Nachtrag - Habe da noch was gefunden.

Welpenschutz

Was den Welpenschutz betrifft so gibt es die verschiedensten Vorurteile und Märchen in der Literatur und im Volksmund.
Greift ein älterer Hund einen Junghund an so wird er gleich als asozial und verhaltensgestört dargestellt. Auch hört man oft Halbwahrheiten wie ein Welpenschutz würde nur im eigenen Rudel existieren.
Wollen wir jedoch biologisch korrekt sein dürften wir keinen Hund über 14 Wochen als Welpen bezeichnen. Will man sich an führende Verhaltensforscher wie Zimen oder Trumler anlehnen so ist die Welpenphase rein biologisch bereits mit 12 Wochen vorbei und es könnte, selbst wenn es ihn gäbe, demnach daher danach auch kein Welpenschutz erwartet werden.
In der Frage ob es Welpenschutz jedoch überhaupt gibt sollte man etwas differenzierter vorgehen.Tatsächlich haben Welpen bei erwachsenen Hunden oft relative Narrenfreiheit um dies zu verstehen muss man sich das hundeverhalten etwas genauer ansehen.

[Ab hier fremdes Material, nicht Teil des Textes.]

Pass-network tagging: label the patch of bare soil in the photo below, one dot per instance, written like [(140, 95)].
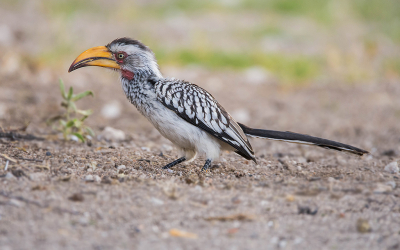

Im freien Rudel achtet die erste Zeit – in der Regel bis zum Fressen fester Nahrung – die Mutterhündin auf den Nachwuchs. Diesen Schutz gewährt sie allerdings nicht selten, nachdem sie zunächst die von ihr als nicht lebenswert erachteten Tiere achtlos verhungern ließ oder gar aktiv tötete.
Schon an dieser Eigenschaft sieht man, dass der Welpenschutz an sich kein biologisches Grundgesetz ist wie wir es uns oft romantisierend wünschen.
In dieser Zeit wird der Wurf massiv gegenfremde Rudelmitglieder verteidigt, je nach Alter zunächst völlig tabuisiert und dann zunehmend lockerer.
Im Alter von etwa 8 Wochen müssen die Welpen zunehmend mit Konsequenzen für Ihr Verhalten rechnen und werden auch von unbeteiligten Rudelmitgliedern zur Rechenschaft gezogen, erst sanft dann zunehmend stärker und deutlicher.

In der Regel wird jedoch keiner der Welpen ernsthaft verletzt da letztendlich der Wurf rein biologisch das Fortbestehen des Rudels garantiert und damit der eigenen Sicherheit dient.
Es ist ein feines System von Welpen die Ihre Grenzen beim jeweiligen Gegenüber kennen und Althunden oder Altwölfen welche die Welpen aus eigenem Interesse erziehen aber nicht dauerhaft beschädigen.
Wie sieht es jedoch mit fremden Welpen aus?
Gefangenschaftsrudelhaltung bei Hunden und Wölfen zeigten, dass fremde Welpen nicht selten getötet werden was biologisch den Zweck haben könnte die eigene Existenz zu sichern. In der Natur kommt dies selten vor da erwachsene Tiere kaum fremde Welpen zu sehen bekommen dürften, weil deren Rudel sie verteidigen wird. Es obliegt also aus mehrfacher Sicht dem Besitzer des Junghundes diesem eine Balance aus Sicherheit zu geben und das Gefühl für sein Verhalten auch gradestehen zu müssen.
Man sieht also, dass der Welpenschutz weder im eigenem Rudel (eventuelles töten der Welpen durch die Mutter) noch fremden Welpen gegenüber existent ist.
Der Welpenschutz hängt alleine davon ab wer wie gut auf die Welpen aufpasst und wie gut der Welpe sich der Folgen seines Handelns bewusst ist.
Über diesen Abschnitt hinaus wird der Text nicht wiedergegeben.